The last chapter, "Art and Life," wraps up the book. I've read that the original ending chapter quoted Trotsky's Literature and Revolution, which had been published in 1923; Trotsky was expelled from the USSR in 1927 [correction 5/9: Trotsky was ousted from the Politburo in 1926; from the Central Committee and then from the Party in 1927; sent into internal exile in 1928; then expelled from the USSR in 1929. Thanks to Anton Yasnitsky for the chronology] , and when Vygotsky's works were reprinted in the USSR, Trotsky quotes were either expunged or relieved of their quotation marks. Alas, that seems to have happened here. But we can still see Trotsky's influence in the last couple of paragraphs. Vygotsky asserts that "psychological investigation reveals that art is the supreme center of biological and social individual processes in society, that it is a method for finding an equilibrium between man and his world, in the most critical and important stages of his life"—a view that refutes the opposing view that art is merely an "ornament" (p.259). He adds,
Since the future has in store not only a rearrangement of mankind according to new principles, not only the organization of new social and economic processes, but also the "remolding of man," there hardly seems any doubt that the role of art will also change.
It is hard to imagine the role that art will play in this remolding of man. We do not know what existing but dormant forces in our organisms it will draw upon to form the new man. There is no question, however, that art will have a decisive voice in this process. Without new art there can be no new man. The possibilities of the future, for art as well as for life, are inscrutable and unpredictable. As Spinoza said, "That of which the body is capable has not yet been determined." (p.259)
Here Vygotsky sounds the theme of the New Man that guides much of his instrumental period (before giving way to the more modest but similarly oriented "peak psychology").
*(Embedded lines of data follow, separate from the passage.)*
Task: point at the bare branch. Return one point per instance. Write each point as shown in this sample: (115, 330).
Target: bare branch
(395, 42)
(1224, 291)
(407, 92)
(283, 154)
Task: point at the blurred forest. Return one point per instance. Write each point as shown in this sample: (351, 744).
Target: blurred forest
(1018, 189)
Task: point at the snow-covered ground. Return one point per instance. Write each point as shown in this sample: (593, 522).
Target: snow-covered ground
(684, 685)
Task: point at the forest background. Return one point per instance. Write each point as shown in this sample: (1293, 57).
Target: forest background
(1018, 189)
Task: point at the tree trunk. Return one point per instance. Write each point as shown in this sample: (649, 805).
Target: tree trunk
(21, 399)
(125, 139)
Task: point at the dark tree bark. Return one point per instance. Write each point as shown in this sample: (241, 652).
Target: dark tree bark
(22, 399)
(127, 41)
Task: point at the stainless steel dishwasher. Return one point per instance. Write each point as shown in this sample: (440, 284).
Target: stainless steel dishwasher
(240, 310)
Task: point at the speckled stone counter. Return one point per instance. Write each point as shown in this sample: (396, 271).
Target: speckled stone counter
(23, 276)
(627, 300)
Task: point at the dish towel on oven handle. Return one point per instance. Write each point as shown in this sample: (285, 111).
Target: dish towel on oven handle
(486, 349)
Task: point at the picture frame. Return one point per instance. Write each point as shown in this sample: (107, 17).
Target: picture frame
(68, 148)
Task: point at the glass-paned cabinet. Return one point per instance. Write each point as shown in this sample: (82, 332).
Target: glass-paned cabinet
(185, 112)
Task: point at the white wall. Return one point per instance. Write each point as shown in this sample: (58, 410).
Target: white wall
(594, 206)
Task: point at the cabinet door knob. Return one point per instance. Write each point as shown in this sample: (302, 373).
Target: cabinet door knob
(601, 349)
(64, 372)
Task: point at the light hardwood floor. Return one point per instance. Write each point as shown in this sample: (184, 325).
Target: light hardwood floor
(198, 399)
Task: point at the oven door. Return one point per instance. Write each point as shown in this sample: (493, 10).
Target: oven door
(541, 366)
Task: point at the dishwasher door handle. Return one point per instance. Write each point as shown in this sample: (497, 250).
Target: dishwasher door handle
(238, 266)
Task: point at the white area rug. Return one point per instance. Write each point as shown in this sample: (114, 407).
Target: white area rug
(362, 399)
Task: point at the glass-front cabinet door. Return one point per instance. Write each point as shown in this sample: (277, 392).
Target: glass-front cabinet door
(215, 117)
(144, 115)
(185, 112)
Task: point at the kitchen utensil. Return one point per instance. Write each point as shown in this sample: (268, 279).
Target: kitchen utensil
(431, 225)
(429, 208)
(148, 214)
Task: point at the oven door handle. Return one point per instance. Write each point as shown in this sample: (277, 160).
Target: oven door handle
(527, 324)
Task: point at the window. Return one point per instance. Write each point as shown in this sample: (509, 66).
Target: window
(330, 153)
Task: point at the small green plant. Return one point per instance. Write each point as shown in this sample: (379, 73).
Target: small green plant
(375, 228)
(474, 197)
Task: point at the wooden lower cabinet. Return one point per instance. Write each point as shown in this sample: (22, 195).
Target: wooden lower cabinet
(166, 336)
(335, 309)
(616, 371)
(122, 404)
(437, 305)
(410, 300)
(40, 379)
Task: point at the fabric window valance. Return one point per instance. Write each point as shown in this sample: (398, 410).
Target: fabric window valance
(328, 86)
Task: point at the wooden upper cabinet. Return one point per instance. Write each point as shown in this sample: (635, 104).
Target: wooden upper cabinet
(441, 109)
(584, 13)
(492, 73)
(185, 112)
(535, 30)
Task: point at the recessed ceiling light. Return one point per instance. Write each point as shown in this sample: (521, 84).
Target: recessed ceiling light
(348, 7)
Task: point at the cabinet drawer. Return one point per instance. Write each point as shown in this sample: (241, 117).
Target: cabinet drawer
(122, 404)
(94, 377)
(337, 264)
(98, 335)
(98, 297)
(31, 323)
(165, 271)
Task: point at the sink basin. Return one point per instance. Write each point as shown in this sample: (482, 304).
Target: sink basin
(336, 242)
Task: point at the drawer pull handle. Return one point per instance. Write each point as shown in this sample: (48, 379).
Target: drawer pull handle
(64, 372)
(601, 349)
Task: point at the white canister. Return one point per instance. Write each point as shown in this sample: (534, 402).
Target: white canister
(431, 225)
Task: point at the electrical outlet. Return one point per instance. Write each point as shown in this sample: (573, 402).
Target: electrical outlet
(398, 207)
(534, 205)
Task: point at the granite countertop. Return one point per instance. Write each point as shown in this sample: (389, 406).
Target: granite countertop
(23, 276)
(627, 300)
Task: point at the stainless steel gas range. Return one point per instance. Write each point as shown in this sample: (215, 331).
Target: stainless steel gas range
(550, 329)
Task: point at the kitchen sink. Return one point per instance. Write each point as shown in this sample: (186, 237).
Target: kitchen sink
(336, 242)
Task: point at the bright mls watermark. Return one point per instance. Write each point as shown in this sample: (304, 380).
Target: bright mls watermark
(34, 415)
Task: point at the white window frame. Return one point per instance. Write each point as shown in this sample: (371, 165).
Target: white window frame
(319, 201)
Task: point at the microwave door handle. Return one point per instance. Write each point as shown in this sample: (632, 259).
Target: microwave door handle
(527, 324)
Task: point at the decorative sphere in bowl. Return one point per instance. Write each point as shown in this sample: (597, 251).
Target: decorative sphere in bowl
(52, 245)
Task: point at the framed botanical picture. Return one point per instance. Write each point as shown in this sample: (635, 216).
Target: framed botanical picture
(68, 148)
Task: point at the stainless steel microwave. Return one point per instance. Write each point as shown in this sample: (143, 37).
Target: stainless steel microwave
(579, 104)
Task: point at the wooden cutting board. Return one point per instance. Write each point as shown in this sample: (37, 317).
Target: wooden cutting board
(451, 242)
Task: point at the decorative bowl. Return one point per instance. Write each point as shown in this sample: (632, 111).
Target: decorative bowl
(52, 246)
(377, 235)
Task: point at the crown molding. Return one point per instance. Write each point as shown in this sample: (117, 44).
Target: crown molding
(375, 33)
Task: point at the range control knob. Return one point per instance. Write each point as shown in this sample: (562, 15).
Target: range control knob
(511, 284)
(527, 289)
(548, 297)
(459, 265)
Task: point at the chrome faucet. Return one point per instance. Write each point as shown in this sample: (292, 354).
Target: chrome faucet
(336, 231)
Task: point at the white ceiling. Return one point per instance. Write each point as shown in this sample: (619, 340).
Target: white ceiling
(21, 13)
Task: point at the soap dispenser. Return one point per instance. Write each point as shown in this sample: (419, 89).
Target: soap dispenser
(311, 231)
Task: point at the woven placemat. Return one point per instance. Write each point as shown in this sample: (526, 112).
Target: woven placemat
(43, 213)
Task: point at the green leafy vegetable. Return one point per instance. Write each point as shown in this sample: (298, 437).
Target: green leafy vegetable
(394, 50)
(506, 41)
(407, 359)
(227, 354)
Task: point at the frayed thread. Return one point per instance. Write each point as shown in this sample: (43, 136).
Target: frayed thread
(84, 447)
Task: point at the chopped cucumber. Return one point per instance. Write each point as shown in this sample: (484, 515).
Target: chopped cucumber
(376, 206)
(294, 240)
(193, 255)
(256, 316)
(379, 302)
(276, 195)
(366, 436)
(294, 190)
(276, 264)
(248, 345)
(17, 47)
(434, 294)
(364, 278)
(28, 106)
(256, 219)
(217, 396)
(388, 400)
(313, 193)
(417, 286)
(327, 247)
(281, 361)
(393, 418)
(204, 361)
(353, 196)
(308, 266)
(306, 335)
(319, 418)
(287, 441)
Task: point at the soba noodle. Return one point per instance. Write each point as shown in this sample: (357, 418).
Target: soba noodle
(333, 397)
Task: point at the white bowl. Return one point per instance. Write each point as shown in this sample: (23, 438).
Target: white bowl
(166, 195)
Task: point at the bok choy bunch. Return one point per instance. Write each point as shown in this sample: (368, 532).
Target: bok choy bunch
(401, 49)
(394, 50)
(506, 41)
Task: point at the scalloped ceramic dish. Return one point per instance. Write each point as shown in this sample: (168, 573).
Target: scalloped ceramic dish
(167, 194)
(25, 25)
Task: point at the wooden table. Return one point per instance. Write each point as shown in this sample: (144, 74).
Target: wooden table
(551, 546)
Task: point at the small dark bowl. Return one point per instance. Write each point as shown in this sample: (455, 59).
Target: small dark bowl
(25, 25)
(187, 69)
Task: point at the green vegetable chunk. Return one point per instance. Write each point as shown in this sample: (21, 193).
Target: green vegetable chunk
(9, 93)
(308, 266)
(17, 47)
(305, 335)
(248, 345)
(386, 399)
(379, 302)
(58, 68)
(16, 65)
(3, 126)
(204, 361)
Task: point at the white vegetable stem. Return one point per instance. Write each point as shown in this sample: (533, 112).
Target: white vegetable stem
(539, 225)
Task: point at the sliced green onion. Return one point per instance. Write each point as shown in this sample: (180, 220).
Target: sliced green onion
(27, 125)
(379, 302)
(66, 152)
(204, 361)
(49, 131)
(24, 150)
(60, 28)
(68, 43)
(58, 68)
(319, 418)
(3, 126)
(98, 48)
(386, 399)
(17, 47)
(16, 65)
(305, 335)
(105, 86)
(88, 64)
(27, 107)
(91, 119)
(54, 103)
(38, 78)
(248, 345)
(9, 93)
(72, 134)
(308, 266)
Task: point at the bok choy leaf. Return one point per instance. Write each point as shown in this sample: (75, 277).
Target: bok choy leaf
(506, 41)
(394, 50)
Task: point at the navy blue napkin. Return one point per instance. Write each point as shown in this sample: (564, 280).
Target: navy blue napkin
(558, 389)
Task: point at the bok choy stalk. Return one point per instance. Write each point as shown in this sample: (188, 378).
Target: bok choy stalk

At the end of the book, V.V. Ivanov supplies some commentary about this book in relation to Vygotsky's later works. It was valuable for me, since Ivanov makes a connection that I had a hard time making. He notes that Vygotsky's focus on aesthetic theory broadened to include sign mediation more generally (p.266). Ivanov reminds us that Vygotsky identified "three methods of human behavioral control":

  • "commands which are shaped outside the person (for example, the orders of a parent to a child)"
  • "commands which take shape outside a person but issue from within him. (The 'egocentric' speech of children studied by Vygotsky is an example ...)"
  • "commands which form within a person by the transformation from external into external signs (for example, internal speech, which Vygotsky describes as 'egocentric')" (p.267)
Ivanov likens learning to self-programming (p.267). And, extending the point back to The Psychology of Art, we can see how this early work in aesthetics led to the later, more broadly applicable work in Thinking and Speaking

Can I recommend this book? As I said, it was a slog for me, and I think I would have been just fine reading commentaries like Ivanov's. But if you have an interest in aesthetics or literary criticism, this book might be a good bridge for you. And if you are a dedicated researcher of Vygotsky's intellectual development, I think you will need to read it.